Garden at HSHS Wisconsin hospital grows fresh food for those in need

June 15, 2023

By LAIGHA ANDERSON

HSHS St. Joseph's Hospital is tackling hunger head on, by growing food in a garden for the community.

For the past 10 years, the hospital in Chippewa Falls, Wisconsin, has been providing fresh food to local food pantries in its service area through a volunteer-tended garden. The garden produces hundreds of pounds of food per week during the planting and harvesting season, which starts in mid-May.

Elliot

"God provides the sunshine, we provide the water and security," said Roger Elliot, who coordinates the hospital's garden program.

The garden took root after the 2010 census. That census revealed that in Chippewa County and the surrounding area the hospital serves about 14% of people lived at or below the poverty line and as many as one-tenth of the population of about 100,000 were food insecure.

"We looked at the report and said there is like 40 acres of vacant land behind the hospital. If we could do garden space, we could grow food, provide those who are hunger challenged space to grow their own food," explained Elliot.

The hospital already was undertaking a massive renovation project that included work on the hospital's healing garden.

The community garden at HSHS St. Joseph's Hospital in Chippewa Falls, Wisconsin, has 24 plots that are tended by either families who are food insecure or volunteer gardeners. The site also has a small apple orchard and two beehives.
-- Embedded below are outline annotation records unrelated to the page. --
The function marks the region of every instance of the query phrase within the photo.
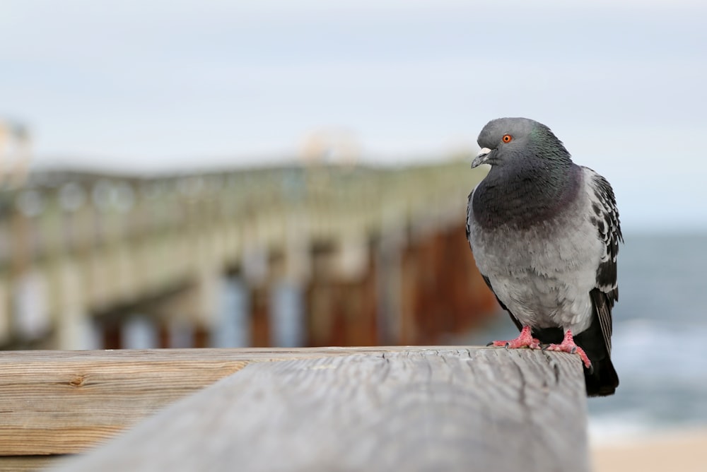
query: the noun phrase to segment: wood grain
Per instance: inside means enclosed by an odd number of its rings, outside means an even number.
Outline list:
[[[588,470],[578,358],[416,349],[253,362],[57,471]]]
[[[0,456],[83,451],[250,362],[404,348],[0,352]]]

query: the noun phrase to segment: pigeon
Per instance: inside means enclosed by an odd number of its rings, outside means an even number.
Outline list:
[[[477,266],[520,331],[489,346],[578,354],[587,394],[614,393],[612,309],[623,242],[614,190],[573,163],[549,127],[489,122],[472,167],[489,164],[469,195],[467,239]]]

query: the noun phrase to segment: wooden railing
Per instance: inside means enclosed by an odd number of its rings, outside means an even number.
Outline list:
[[[581,472],[584,391],[530,350],[3,353],[0,470]]]

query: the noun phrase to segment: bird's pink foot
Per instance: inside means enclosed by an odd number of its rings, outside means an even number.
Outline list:
[[[562,340],[560,344],[550,344],[547,348],[546,350],[556,350],[561,353],[569,353],[570,354],[579,354],[579,357],[582,359],[582,362],[584,362],[584,366],[588,369],[592,367],[592,362],[589,360],[589,358],[584,352],[584,349],[579,347],[574,342],[574,338],[572,336],[572,331],[569,329],[565,333],[565,337]]]
[[[515,339],[510,341],[494,341],[489,343],[488,346],[495,346],[508,349],[518,349],[518,348],[530,348],[531,349],[539,349],[540,341],[532,337],[530,334],[530,326],[523,326],[520,334]]]

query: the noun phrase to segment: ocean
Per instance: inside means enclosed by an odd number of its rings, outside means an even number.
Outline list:
[[[627,235],[618,263],[621,384],[588,400],[592,442],[707,427],[707,235]],[[516,334],[504,314],[472,342]]]

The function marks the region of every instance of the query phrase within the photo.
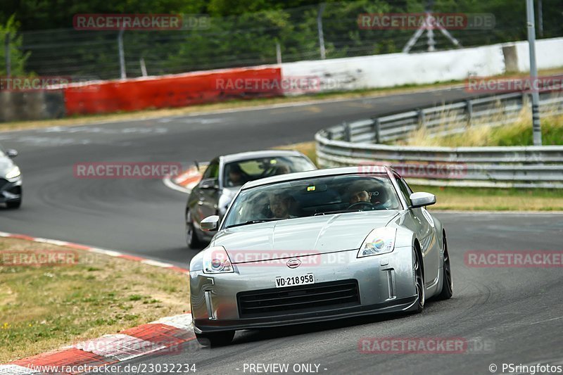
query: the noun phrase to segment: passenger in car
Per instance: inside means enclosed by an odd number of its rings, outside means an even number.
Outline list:
[[[270,195],[270,210],[276,219],[293,219],[289,209],[293,198],[286,193],[273,193]]]

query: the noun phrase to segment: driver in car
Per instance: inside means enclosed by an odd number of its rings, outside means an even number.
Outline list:
[[[353,183],[348,189],[348,203],[350,205],[365,202],[369,205],[381,205],[386,208],[385,190],[383,187],[373,189],[366,182],[358,181]],[[373,191],[368,191],[373,190]],[[358,205],[358,206],[360,205]]]

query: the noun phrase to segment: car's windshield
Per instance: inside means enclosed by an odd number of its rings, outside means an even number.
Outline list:
[[[315,169],[306,159],[299,156],[274,156],[229,163],[224,166],[224,186],[241,186],[249,181]]]
[[[346,174],[294,180],[241,192],[225,227],[263,221],[360,210],[398,210],[387,174]]]

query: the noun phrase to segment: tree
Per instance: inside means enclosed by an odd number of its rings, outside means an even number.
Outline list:
[[[12,75],[24,75],[25,61],[30,57],[29,52],[24,52],[22,49],[22,37],[18,34],[20,24],[15,20],[15,15],[12,15],[5,24],[0,24],[0,41],[2,48],[0,49],[0,75],[7,74],[6,65],[5,41],[6,36],[10,40],[10,67]]]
The vacant 40 acres became the site of 24 garden plots, each 12 feet wide by 24 feet long. The HSHS St. Joseph's Hospital Foundation provided the money to pay for the work needed to create the plots. The plots have an irrigation system, so volunteers do not need to haul water into the garden.

Deterring intruders
It was slow going at first. Elliot said the garden initially was not fenced in. And being in a deer-heavy part of the state, that meant the wildlife was helping itself to the plants. The open nature of the site also allowed for vandals to disturb the garden. At one point, someone drove a car through. In total, the garden produced less than 200 pounds of food in 2013.
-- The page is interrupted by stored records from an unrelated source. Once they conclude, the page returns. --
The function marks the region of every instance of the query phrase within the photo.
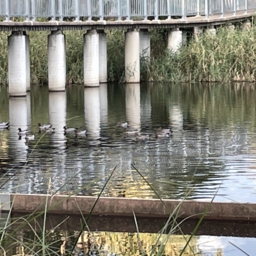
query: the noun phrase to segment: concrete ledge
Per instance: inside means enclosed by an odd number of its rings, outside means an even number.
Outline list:
[[[204,27],[220,25],[228,22],[240,22],[255,15],[255,10],[249,10],[247,13],[244,11],[237,11],[236,15],[232,12],[210,15],[209,19],[204,16],[188,17],[186,19],[170,19],[153,20],[115,20],[106,21],[51,21],[51,22],[0,22],[1,31],[54,31],[54,30],[87,30],[108,29],[132,29],[132,28],[173,28]]]
[[[56,195],[10,194],[12,212],[31,214],[44,211],[47,204],[47,212],[70,214],[88,214],[97,198],[93,196],[65,196]],[[170,214],[175,217],[198,219],[209,207],[205,216],[207,220],[256,221],[256,204],[179,201],[158,199],[138,199],[101,197],[92,212],[94,215],[168,218]],[[173,213],[174,212],[174,213]]]

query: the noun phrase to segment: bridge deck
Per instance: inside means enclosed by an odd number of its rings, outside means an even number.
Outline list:
[[[187,17],[186,19],[165,19],[153,20],[116,20],[116,21],[49,21],[49,22],[0,22],[1,31],[54,31],[54,30],[87,30],[109,29],[140,29],[140,28],[173,28],[204,27],[220,25],[246,20],[256,15],[255,10],[237,12],[234,15],[232,12],[225,13],[221,17],[220,14],[209,15],[209,19],[204,16]]]

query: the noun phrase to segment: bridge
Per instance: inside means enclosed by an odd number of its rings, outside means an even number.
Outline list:
[[[49,90],[65,90],[65,30],[84,30],[84,85],[107,81],[105,29],[126,29],[127,83],[140,83],[140,58],[150,57],[148,29],[168,28],[168,47],[177,51],[186,40],[186,28],[194,33],[205,28],[246,20],[256,11],[255,0],[0,0],[0,31],[8,36],[10,96],[24,96],[30,88],[29,38],[26,31],[49,31]],[[100,58],[100,65],[99,59]]]

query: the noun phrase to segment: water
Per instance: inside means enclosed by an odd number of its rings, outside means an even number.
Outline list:
[[[163,198],[255,202],[255,87],[253,84],[102,84],[48,93],[33,86],[8,98],[0,87],[1,193],[156,198],[140,170]],[[148,140],[136,141],[116,126],[128,121]],[[55,134],[38,134],[38,122]],[[63,127],[87,130],[86,137]],[[173,135],[156,139],[157,128]],[[19,140],[27,128],[33,141]]]

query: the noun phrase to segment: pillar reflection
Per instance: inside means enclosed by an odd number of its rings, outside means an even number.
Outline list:
[[[52,140],[60,149],[66,148],[63,127],[66,125],[65,92],[50,92],[49,93],[49,115],[50,124],[55,128]]]
[[[100,84],[99,93],[100,124],[106,126],[108,124],[108,84]]]
[[[88,136],[99,138],[100,104],[99,87],[84,88],[84,120]]]
[[[18,128],[28,128],[27,99],[22,97],[9,98],[10,115],[10,157],[15,163],[27,161],[28,145],[24,137],[19,138]]]
[[[140,129],[140,84],[125,85],[126,120],[131,129]]]

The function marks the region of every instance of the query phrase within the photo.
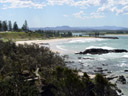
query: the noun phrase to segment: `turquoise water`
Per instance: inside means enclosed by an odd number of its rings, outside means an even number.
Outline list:
[[[94,74],[94,70],[97,67],[102,67],[107,69],[104,72],[106,75],[114,74],[119,76],[123,74],[125,77],[128,77],[128,73],[124,72],[124,70],[128,70],[128,53],[108,53],[103,55],[75,54],[89,48],[128,50],[128,36],[117,37],[119,39],[72,39],[55,43],[55,46],[57,50],[61,50],[62,55],[69,55],[67,60],[73,62],[67,64],[70,68]],[[125,96],[128,96],[128,84],[124,86],[119,84],[118,86],[123,90]]]

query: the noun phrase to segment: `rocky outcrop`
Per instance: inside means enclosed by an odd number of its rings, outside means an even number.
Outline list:
[[[100,55],[100,54],[107,54],[107,53],[122,53],[122,52],[128,52],[128,51],[125,49],[108,50],[108,49],[101,49],[101,48],[92,48],[76,54],[99,54]]]
[[[119,76],[117,79],[117,82],[120,82],[121,84],[126,84],[126,79],[123,75]]]

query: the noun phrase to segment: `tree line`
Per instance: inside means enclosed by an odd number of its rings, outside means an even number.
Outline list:
[[[1,21],[0,20],[0,31],[24,31],[24,32],[27,32],[28,30],[29,30],[29,28],[28,28],[27,20],[25,20],[25,22],[21,28],[19,28],[16,21],[12,24],[11,21]]]
[[[46,47],[0,41],[0,96],[118,96],[114,88],[100,74],[79,76]]]
[[[46,38],[50,38],[50,37],[72,37],[73,36],[71,31],[36,30],[34,32],[39,33]]]

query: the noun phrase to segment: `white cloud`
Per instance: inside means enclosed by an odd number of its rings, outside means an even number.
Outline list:
[[[38,1],[40,1],[40,3]],[[95,15],[99,18],[101,16],[100,13],[105,13],[106,11],[115,13],[116,15],[126,15],[128,13],[128,0],[0,0],[0,3],[2,3],[3,9],[43,8],[45,6],[68,5],[88,10],[93,7],[96,8],[97,11]],[[82,12],[80,13],[83,15]],[[90,14],[90,16],[92,16],[92,14]],[[86,15],[84,17],[86,18]]]
[[[92,12],[89,15],[87,15],[84,11],[80,11],[78,13],[74,13],[73,16],[79,19],[96,19],[96,18],[103,18],[105,17],[103,14],[98,12]]]
[[[31,0],[0,0],[3,3],[3,9],[8,8],[43,8],[46,6],[45,3],[35,3]]]
[[[69,15],[67,15],[67,14],[64,14],[63,16],[64,16],[64,17],[69,17]]]
[[[114,12],[116,15],[128,13],[128,0],[108,0],[98,8],[98,12]]]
There was a fix for both problems, though — a fence with a locked gate that now surrounds the garden. Over the next nine years, the garden produced more than 11 tons of food for local food pantries and food kitchens.

When the concept of the garden originally took shape, the hope was that families in need would claim a plot for a small fee that would be put into the upkeep. While that remains an option, and scholarships can cover the $20 garden fee, the hospital has found that the best use of the garden is to open the plots to volunteer gardeners. Those growers pay a $35 fee and then donate their crops to food pantries. The fees are reinvested in the garden, with some of the money used to buy new tools and the rest kept in a fund for use as needed.

Over nine years, the community garden at HSHS St. Joseph's Hospital has produced more than 11 tons of fruits and vegetables. Volunteer gardeners donate their harvests to local food banks for giveaway to people who are food insecure.

Volunteers are able to drop off their harvest at the hospital, where staff take the food to nearby food kitchens and food pantries. Which of the places gets the food depends on whether they are open on the day of the donation and how much they can take.

Trial and error
One of the volunteers at the garden is Cathy Lombard. She said she has always had a love of gardening.

The first year Lombard gardened one plot, but she enjoyed it and increased her growing space. At one point she tended as many as seven plots. For now, she's gardening five.

She said there has been some trial and error over the years. Once chipmunks dug into her plots. However, she quickly discovered that chipmunks don't like Irish Spring soap. Putting some soap into the holes kept the critters away.

She has experimented with the foods she has grown and donated, learning that those who receive the foods can be quite adventurous in what they enjoy. One year she attempted to grow kidney beans only to find that the summer heat made them too bitter.

'A nice service'
Lombard and the other growers aren't the garden's only volunteers. Years ago, a Boy Scout built a shed for the garden as a part of his Eagle Scout project. The shed allows tools and other gardening supplies to be kept on site. The shed is accessible with the same key that is used to get inside the garden fence. The scout raised money to build the shed and used what was left over to buy tools so no one has to bring their own to the garden.

The garden has grown to include a small apple orchard. A local group prunes the trees. Two Honeycrisp trees are recent additions. Two beehives in the garden pollinate the plants to increase sustainability.

Lombard pointed out that, given the high incidence of food insecurity in and around Chippewa Falls, it is likely that she and the other gardeners are growing food for some of their friends and neighbors.

"It is a nice service to provide to the community, so they have fresh vegetables," Lombard said.